Laser-Light Skeletor – Evil Master of Light Energy (1988)

Laser-Light Skeletor, released in Italy and Spain a year after the end of the Masters of the Universe toyline in the US, was a figure most North American fans were not aware of until they discovered it online years later. That was certainly true for me. Because the figure was produced in limited numbers overseas, it’s one of the most expensive vintage He-Man toys to acquire today. (Update: I’m also informed that there was some distribution of Laser Light Skeletor in Switzerland. Thanks to Olmo for the information.)

I’m not someone who owns a lot of high-dollar items, but if I was going to own one, this would be it.

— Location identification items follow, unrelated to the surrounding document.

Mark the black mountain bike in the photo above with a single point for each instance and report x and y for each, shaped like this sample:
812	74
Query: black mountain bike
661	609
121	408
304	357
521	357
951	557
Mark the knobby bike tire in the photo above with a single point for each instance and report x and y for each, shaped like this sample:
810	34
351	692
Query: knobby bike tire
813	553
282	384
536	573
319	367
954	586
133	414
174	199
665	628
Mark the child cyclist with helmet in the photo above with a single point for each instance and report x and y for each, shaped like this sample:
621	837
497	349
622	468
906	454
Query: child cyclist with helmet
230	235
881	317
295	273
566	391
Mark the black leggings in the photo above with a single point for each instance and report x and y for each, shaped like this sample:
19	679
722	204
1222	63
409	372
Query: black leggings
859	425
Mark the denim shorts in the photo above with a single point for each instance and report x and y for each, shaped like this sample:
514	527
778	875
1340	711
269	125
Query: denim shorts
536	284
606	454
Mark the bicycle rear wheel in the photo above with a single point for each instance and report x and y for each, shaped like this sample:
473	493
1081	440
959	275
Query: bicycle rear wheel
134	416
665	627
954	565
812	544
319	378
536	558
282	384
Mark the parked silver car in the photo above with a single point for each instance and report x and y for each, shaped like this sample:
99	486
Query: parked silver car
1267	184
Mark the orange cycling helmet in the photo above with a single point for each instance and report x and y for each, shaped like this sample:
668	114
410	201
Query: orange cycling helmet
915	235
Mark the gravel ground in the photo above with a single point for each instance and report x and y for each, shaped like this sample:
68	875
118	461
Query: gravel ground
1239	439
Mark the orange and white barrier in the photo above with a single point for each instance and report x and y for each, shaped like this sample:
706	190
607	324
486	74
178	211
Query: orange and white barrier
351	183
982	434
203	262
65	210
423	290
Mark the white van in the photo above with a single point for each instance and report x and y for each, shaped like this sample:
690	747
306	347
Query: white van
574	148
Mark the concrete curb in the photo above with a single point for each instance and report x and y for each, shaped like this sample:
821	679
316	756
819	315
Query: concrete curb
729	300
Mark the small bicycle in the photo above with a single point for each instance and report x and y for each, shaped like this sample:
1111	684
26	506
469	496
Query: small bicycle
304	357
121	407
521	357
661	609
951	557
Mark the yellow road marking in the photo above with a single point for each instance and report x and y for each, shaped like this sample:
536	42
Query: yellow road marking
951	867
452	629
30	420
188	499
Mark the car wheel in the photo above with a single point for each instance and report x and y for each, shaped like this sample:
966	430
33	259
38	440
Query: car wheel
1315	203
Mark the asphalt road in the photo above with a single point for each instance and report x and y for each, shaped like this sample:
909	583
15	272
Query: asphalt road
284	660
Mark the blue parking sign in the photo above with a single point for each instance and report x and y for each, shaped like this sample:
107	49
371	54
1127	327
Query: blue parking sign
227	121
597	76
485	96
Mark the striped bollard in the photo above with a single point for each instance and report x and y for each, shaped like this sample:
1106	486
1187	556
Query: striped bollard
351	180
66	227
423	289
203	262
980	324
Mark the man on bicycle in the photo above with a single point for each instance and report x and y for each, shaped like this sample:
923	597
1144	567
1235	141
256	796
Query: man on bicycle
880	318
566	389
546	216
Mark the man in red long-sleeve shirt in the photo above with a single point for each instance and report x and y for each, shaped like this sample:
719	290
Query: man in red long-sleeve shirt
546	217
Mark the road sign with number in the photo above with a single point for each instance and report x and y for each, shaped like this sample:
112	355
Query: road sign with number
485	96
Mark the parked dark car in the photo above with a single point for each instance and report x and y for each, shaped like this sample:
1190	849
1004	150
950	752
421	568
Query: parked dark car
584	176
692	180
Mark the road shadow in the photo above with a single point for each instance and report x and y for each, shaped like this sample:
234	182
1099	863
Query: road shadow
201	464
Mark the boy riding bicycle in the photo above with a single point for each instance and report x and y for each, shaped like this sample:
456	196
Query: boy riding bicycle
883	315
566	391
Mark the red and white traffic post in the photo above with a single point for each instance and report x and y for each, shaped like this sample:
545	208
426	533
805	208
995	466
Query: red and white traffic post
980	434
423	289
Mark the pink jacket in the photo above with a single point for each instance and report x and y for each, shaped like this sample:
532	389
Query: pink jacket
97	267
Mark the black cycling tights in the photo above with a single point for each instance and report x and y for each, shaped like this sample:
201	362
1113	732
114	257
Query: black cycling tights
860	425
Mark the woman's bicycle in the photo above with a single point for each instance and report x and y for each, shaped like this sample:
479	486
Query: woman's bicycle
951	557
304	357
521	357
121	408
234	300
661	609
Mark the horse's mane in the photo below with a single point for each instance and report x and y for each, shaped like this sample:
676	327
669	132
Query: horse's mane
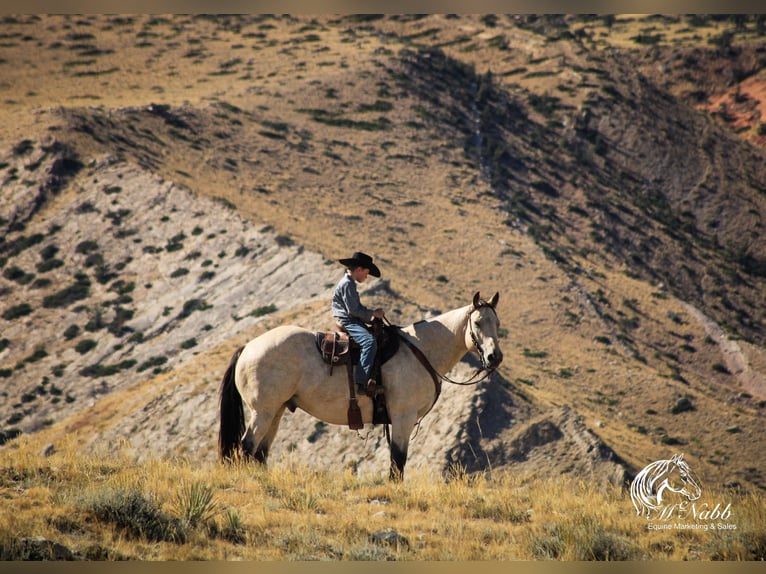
642	488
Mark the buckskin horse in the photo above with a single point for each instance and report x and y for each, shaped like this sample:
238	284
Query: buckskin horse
282	369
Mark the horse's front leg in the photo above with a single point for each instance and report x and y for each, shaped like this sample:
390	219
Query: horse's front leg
401	429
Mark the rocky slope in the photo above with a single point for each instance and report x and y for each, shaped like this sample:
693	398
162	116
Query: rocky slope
148	236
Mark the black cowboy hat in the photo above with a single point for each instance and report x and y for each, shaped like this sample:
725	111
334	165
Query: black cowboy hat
360	259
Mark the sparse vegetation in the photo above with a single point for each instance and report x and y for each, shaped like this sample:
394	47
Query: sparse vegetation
165	510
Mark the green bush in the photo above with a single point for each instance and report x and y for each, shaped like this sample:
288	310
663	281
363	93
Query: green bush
17	311
85	345
71	332
155	361
86	246
80	289
136	515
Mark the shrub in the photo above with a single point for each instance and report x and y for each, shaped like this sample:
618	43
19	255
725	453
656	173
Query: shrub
18	275
136	515
85	345
265	310
195	504
155	361
17	311
193	305
75	292
71	332
48	265
86	247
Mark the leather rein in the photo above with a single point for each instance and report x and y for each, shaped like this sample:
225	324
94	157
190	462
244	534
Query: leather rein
438	377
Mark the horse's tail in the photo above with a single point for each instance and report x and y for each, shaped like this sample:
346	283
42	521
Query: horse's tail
232	413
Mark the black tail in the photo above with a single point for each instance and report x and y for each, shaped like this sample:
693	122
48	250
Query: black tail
232	425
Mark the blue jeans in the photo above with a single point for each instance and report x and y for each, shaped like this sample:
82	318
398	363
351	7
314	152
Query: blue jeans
359	333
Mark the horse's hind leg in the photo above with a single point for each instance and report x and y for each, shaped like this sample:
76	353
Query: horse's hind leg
400	439
260	433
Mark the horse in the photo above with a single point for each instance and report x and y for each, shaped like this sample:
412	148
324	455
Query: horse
282	369
648	489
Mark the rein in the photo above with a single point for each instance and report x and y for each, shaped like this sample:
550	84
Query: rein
438	377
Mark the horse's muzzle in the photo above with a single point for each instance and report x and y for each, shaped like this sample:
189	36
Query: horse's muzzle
494	359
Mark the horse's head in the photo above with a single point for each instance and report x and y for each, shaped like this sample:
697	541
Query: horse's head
481	334
681	479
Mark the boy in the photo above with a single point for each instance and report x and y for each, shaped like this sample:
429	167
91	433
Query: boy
352	315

I can’t fully explain why that is – my tastes tend to gravitate toward the aesthetics of the earlier MOTU figures. But there is something about Laser-Light Skeletor in all his creepy, funky techno-glory that really draws me in.

The earliest known concept art for the figure comes from Dave Wolfram, who also did a lot of work on the New Adventures of He-Man toyline. (That line is actually just called “He-Man”, but it’s common to refer to it as “New Adventures”, after the accompanying 1990 animated series)

In this artwork, dated June 22, 1987, Wolfram incorporates all kinds of wires and mechanisms into “Bio-Mechazoid Skeletor.” The design is quite similar to the final Laser-Light Skeletor, except he lacks his cape, glowing right hand, and glowing staff. He carries a strange claw weapon that might have been intended to work like a pair of pliers.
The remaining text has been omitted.